It is used to quickly find which set a certain point is in. It is often used in questions about graphs. You can check Luogu P3367 question.
#include <cstdio>
#define _for(i, n) for(int i = 0; i < n; i++)
using namespace std;
const int MAXN = 1e6 + 100;
int m, n, o, x, y;
int map[MAXN];
int find(int u) {
if(map[u] != u) map[u] = find(map[u]);
return map[u];
}
int main() {
scanf("%d %d", &m, &n);
_for(i, n) map[i] = i;
_for(i, n) {
scanf("%d %d %d", &o, &x, &y);
if(o == 1) map[find(x)] = find(y);
else if(find(x) == find(y)) printf("Y\n");
else printf("N\n");
}
return 0;
}The above is the template code for union lookup, which is also Luogu's AC code. Its storage structure is a one-dimensional array called map. It stores the sets where different nodes are located.

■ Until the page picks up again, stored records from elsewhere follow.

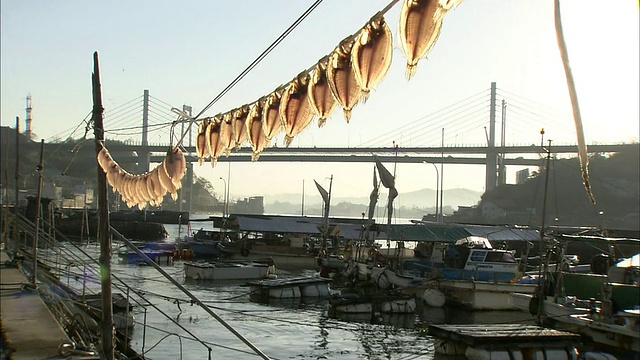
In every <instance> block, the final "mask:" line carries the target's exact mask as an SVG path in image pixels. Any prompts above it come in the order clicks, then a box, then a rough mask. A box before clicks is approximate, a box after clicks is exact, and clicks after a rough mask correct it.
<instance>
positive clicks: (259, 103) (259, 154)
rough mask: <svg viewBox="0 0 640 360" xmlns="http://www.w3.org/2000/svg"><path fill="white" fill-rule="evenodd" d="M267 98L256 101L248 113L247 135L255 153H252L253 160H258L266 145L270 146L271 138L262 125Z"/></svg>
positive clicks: (246, 121) (251, 107)
mask: <svg viewBox="0 0 640 360" xmlns="http://www.w3.org/2000/svg"><path fill="white" fill-rule="evenodd" d="M264 102H265V99H264V98H262V99H260V100H258V101H256V102H255V104H254V105H253V107H251V110H249V113H248V114H247V120H246V125H247V137H248V138H249V143H251V149H252V150H253V154H252V155H251V161H258V158H259V157H260V153H261V152H262V150H264V149H265V148H266V147H268V146H269V143H270V140H269V139H267V137H266V136H265V134H264V130H263V126H262V122H263V120H262V111H263V108H264Z"/></svg>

For example, map[1] = 1 means that node 1 is in set No. 1. element, where find is the main part of the union search set, and the parameter u represents the set number where node u is located.
First of all, let’s think about it from the perspective of never having any contact with and looking up sets. We can use the number of the node to indicate the set where the node is located. For example, initially let node 1 set at No. 1, node 2 at No. 2... Node N at No. N Set, then this question is divided into two parts, search and merge, so it needs to be operated from two angles, because search requires a storage solution, so here we study merger first. The method here is to let one node belong to another Under one node, for example, to merge node 1 and node 2, you can set map[1] = 2, so that nodes 1 and 2 belong to the same set. Then there is another problem at this time: if map[1] = 4, How to operate when map[2] = 3? So in the program we have to first find(1), find(2) and then directly merge their belonging sets, that is, let map[find(1)] = find(2), and finally the search part, directly judge Is find(x) equal to find(y) and then the output will be fine.

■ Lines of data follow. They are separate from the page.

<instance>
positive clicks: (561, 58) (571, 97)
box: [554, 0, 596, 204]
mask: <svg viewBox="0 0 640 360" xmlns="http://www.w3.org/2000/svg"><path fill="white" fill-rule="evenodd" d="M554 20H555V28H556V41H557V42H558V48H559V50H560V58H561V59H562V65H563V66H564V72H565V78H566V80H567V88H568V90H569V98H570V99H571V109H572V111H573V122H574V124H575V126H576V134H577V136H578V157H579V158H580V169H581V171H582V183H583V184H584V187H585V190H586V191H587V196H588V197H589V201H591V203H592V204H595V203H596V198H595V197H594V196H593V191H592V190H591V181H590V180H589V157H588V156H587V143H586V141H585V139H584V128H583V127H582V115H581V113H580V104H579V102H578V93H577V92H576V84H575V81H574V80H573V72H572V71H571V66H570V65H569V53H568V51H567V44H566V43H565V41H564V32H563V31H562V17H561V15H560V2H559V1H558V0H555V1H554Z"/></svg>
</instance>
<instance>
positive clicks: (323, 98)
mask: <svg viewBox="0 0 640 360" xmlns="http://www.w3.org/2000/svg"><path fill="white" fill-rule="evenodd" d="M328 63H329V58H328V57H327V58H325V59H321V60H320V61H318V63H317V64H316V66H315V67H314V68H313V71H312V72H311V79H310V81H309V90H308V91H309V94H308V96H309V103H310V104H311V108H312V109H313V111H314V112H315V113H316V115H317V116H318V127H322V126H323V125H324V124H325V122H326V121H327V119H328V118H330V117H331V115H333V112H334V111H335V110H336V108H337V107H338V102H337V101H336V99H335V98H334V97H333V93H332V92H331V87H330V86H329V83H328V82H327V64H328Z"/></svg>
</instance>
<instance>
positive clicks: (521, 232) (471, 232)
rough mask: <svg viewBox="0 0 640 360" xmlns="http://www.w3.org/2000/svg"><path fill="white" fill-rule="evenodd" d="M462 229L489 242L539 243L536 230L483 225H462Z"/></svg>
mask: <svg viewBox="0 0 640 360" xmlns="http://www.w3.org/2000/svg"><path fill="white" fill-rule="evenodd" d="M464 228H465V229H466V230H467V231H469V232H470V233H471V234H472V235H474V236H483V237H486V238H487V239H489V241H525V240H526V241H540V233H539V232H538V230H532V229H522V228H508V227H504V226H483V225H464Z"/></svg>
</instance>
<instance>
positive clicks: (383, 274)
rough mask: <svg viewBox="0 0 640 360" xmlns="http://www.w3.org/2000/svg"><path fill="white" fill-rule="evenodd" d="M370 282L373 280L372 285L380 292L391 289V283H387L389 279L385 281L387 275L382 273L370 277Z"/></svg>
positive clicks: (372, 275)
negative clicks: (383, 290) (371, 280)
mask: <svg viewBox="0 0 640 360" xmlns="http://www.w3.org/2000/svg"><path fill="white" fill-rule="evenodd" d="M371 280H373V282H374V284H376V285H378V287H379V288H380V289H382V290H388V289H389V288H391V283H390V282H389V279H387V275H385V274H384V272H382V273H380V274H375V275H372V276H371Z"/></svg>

Then, if you do this, you will find that TLE!
This is because a problem may arise, that is, map[0] = 1, map[1] = 2, map[2] = 3, map[3] = 4, map[4] = 5, map[5] = 6... map[n – 1] = n, which will waste a lot of time in the search. The time complexity is O(n), which is far inferior to the following storage map[0] = n, map[1] = n, map[2] = n, map[3] = n, map[4] = n, map[5] = n... map[n – 1] = n, the time complexity is O(1), how to implement it? It is to shorten the path while searching during the find process, which is the top code.